If you’re wondering about the state’s downballot offices, they’re all crammed in there too. GOPer Brian Krolicki is poised to return for another turn as Lt. Governor, while the Dems, including sorta-embattled AG Catherine Cortez Masto, are winning the other four races.
will she think about the Senate in 2012? I mean, there’s no way Ensign makes it through the primary (is there?), but it’d still be an open seat; and she’s run statewide before.
Not much of anything looks to change here in Nevada. The NV GOP is in complete disarray, and so is Angle’s campaign. All the GOP insiders here are hoping for is Angle to keep the Senate race close so she doesn’t hurt down ballot too much.
Heck’s campaign has been nonexistent all this year (he let the Chamber of Commerce do the dirty work for him when HCR was up for the final votes), so now he’s trying to play catch-up while Dina Titus and the state Dems are at a furious pace campaigning and organizing and preparing a massive GOTV operation this fall.
And on the Dem side, Rory’s campaign is the weak link. Unlike his dad’s Senate campaign, his field operation is weak and he’s overspent IMHO on the same ol’ “consultants” who’ve done nothing but waste his money. But on the bright side, it’s still better than Sandoval’s lack of any campaign and the tightening is for real. We’ll just have to see if there’s enough time for Rory to fully catch up.
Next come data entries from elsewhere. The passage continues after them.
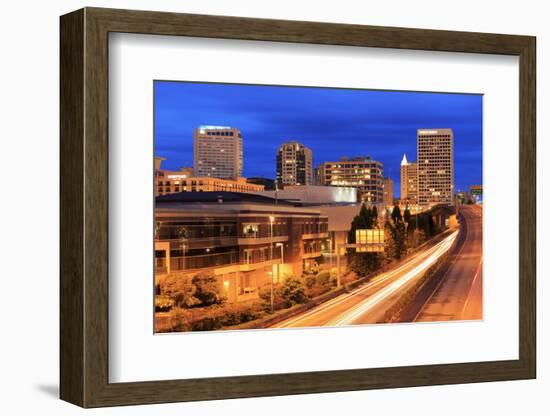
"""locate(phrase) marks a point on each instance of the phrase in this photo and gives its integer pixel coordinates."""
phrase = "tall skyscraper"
(218, 152)
(294, 165)
(387, 198)
(362, 173)
(435, 167)
(409, 182)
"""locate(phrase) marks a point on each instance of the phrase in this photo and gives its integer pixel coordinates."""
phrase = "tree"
(396, 214)
(396, 242)
(407, 216)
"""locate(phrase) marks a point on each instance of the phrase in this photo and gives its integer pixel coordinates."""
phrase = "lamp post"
(271, 220)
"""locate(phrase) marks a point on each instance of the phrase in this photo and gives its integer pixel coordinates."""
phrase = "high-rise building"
(184, 180)
(409, 182)
(387, 198)
(218, 152)
(294, 165)
(435, 167)
(362, 173)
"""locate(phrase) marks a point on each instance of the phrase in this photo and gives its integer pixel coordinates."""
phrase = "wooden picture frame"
(84, 207)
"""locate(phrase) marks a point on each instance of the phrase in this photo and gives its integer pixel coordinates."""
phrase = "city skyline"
(381, 124)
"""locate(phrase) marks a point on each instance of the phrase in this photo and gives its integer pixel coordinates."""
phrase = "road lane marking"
(471, 287)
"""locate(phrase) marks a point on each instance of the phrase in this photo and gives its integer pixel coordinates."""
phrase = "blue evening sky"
(332, 122)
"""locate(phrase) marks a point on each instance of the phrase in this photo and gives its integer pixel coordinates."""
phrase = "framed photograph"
(254, 207)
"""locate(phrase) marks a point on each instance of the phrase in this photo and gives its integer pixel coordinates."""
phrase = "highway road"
(459, 295)
(369, 303)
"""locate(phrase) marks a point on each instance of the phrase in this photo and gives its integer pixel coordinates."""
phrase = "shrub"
(180, 288)
(207, 290)
(293, 292)
(164, 303)
(310, 280)
(323, 278)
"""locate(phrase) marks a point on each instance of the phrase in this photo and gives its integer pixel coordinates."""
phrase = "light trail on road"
(364, 307)
(326, 312)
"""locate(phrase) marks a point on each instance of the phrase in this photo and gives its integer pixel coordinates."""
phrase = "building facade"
(268, 183)
(244, 240)
(362, 173)
(387, 198)
(171, 182)
(218, 152)
(294, 165)
(409, 182)
(435, 167)
(314, 195)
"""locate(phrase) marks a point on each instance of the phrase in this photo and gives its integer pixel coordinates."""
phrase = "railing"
(212, 260)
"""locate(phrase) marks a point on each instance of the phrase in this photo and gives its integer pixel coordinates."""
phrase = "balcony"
(311, 236)
(252, 240)
(220, 262)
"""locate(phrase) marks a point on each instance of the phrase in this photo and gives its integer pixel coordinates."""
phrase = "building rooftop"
(219, 198)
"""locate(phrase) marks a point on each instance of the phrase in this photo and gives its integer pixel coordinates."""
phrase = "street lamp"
(271, 220)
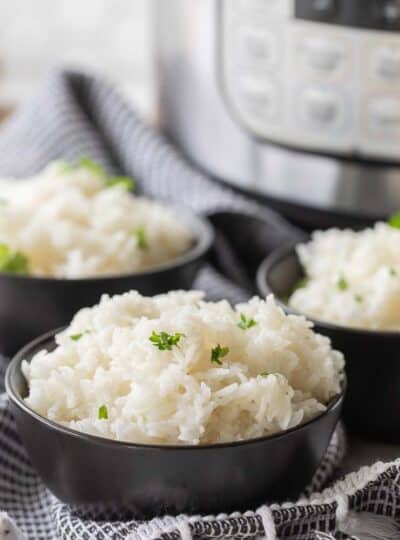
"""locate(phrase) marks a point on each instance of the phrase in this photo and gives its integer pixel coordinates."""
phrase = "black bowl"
(149, 479)
(372, 405)
(30, 306)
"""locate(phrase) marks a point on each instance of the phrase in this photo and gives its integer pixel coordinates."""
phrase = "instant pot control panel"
(320, 75)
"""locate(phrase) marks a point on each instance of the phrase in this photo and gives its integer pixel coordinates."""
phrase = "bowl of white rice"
(172, 403)
(348, 283)
(72, 232)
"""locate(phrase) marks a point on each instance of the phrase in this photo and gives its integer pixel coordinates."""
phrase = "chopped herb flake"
(103, 413)
(217, 353)
(87, 163)
(96, 169)
(342, 284)
(141, 238)
(12, 262)
(246, 323)
(394, 220)
(164, 341)
(77, 337)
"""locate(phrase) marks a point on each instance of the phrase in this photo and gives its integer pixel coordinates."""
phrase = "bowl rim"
(265, 289)
(15, 366)
(203, 235)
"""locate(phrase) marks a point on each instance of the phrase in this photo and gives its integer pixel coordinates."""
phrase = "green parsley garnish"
(217, 353)
(141, 238)
(77, 337)
(103, 413)
(12, 262)
(96, 169)
(342, 284)
(88, 164)
(164, 341)
(246, 323)
(123, 181)
(394, 220)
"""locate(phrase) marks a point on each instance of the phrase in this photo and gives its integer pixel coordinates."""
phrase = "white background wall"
(112, 37)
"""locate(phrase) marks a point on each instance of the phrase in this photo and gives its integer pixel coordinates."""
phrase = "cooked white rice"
(69, 224)
(353, 278)
(277, 373)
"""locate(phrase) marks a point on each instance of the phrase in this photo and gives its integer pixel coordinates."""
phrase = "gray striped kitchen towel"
(74, 115)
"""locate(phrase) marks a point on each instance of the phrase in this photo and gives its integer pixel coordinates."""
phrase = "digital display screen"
(372, 14)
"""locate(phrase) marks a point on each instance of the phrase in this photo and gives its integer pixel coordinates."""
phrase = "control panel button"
(386, 63)
(322, 55)
(257, 48)
(259, 99)
(384, 115)
(321, 108)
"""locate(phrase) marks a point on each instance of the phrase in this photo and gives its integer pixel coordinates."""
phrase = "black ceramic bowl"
(148, 479)
(372, 405)
(30, 306)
Otherwise, Sandoval’s lack of coattails and the state Dems’ superior field operation probably means there won’t be too much flipping down ballot. While we certainly can’t take anything for granted in such a volatile cycle as this year’s, I’m feeling much more confident about November now than I was six months ago.
voting to make it so that restraining orders issued in other states cannot be enforced in Nevada.
I like that a patrol officer is narrating it.